Я не буду ему сейчас говорить, что так щепетильно отнюдь не все мое племя. Я не буду говорить о тех диких, разнузданных ребятах, которые иногда начинают шалить в городах, пренебрегая безопасностью нашего народа, плюя на хрупкое равновесие, которое мы установили, чтобы спокойно жить в мире людей, на необходимость соблюдать секретность. Они дикие существа – настоящие отморозки: хорошо еще, если у них хватает совести охотиться на бродяг и бомжей. Иногда они нападают просто так, без разбора. И тогда более разумным вампирам приходится вмешиваться и наводить порядок. Выступать в роли своеобразной народной милиции… Это – тоже часть моей жизни, но о ней я пока не буду говорить.

Влад улыбается:

– Это… хорошо. Меня это немного беспокоило.

– Только «немного»?

Он пожимает плечами:

– Немного. Потому что я не думал на самом деле, что ты… убиваешь. Я, конечно, не знал о тебе очень важных вещей. Но самое главное я о тебе знаю.

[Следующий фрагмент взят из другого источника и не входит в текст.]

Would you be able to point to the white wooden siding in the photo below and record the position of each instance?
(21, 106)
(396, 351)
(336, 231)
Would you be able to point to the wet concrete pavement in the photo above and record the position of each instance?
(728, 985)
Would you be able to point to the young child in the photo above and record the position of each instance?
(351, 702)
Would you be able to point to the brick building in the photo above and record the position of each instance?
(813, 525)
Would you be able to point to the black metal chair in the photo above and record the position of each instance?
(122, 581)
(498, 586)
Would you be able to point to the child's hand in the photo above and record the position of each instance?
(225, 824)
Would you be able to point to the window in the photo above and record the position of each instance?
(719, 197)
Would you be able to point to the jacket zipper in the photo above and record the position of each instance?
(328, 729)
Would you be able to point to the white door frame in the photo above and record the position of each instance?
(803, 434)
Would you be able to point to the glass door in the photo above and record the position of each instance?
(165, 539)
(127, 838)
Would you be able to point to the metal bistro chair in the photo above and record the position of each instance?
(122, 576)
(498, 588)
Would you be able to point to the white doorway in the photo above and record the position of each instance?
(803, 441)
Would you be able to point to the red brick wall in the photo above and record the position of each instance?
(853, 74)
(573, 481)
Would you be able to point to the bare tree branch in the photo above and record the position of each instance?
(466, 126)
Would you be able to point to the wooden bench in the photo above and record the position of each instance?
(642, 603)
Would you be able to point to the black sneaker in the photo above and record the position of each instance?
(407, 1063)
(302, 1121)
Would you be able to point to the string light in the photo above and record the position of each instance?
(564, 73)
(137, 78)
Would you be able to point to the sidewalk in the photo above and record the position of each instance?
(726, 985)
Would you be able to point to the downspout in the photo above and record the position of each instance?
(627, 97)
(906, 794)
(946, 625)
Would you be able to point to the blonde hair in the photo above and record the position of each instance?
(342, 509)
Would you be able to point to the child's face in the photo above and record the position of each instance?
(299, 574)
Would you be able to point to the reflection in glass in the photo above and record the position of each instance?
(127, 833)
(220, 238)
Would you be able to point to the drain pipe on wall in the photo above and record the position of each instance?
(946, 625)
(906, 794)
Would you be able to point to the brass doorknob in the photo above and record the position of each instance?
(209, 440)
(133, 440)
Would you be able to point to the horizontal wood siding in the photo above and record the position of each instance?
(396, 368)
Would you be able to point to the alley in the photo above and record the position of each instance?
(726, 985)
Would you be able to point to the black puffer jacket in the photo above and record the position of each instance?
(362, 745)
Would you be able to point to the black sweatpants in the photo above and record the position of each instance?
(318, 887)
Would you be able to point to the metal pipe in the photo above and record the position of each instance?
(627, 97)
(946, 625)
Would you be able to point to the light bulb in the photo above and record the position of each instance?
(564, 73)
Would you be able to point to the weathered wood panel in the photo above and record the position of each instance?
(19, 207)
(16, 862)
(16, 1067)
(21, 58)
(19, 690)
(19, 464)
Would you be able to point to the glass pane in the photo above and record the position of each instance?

В его глазах снова это невероятное, удивительное, необъяснимое выражение – доверия, восхищения и преданности. Это чудо – его присутствие в моей жизни, его отношение ко мне – хорошо тем, что оно не сиюминутно: случилось – и рассеялось. Оно продолжается, происходит все время: каждую минуту, с каждым его вдохом и ударом сердца Влада чудо происходит снова и снова.

Я прикасаюсь пальцем к его губам:

– Я люблю тебя.

Его руки лежат на моей спине.

– А я тебя… – На секунду он отстраняется, чтобы еще раз взглянуть мне в глаза. У него есть еще какой-то вопрос – судя по всему, важный, потому лицо у него становится смущенным и неуверенным. – Я вот что еще хотел спросить… Тебя нельзя ранить. Ты не чувствуешь холода и боли… – Я отвечаю кивками – я не понимаю, к чему он клонит и почему у него такое встревоженное выражение глаз. Он опускает взгляд – смотрит на свои пальцы, нервно теребящие простыню, и наконец спрашивает: – А меня… – Он запинается и поднимает руку, чтобы погладить мою щеку. – Что насчет меня? Ты чувствуешь это? – Его ладонь ложится мне на плечо. – И это? – Он наклоняется, чтобы поцеловать меня в лоб и в прикрытые глаза. – А это? Тебе… тебе ведь не все равно? Ты чувствуешь… меня?

Мне нет нужды отвечать ему – мое тело отзывается на его прикосновения дрожью, и я невольно тянусь к нему: следую за движениями его руки, ищу его губы, и дыхание мое становится неровным.

Его лицо совсем рядом с моим – он целует меня и улыбается, не отрываясь от моих губ. И говорит со счастливым коротким вздохом:

– Это хорошо. Потому что это беспокоило меня очень сильно.

Определенно, у него странно расставлены жизненные приоритеты. Но кто я такая, чтобы его разубеждать?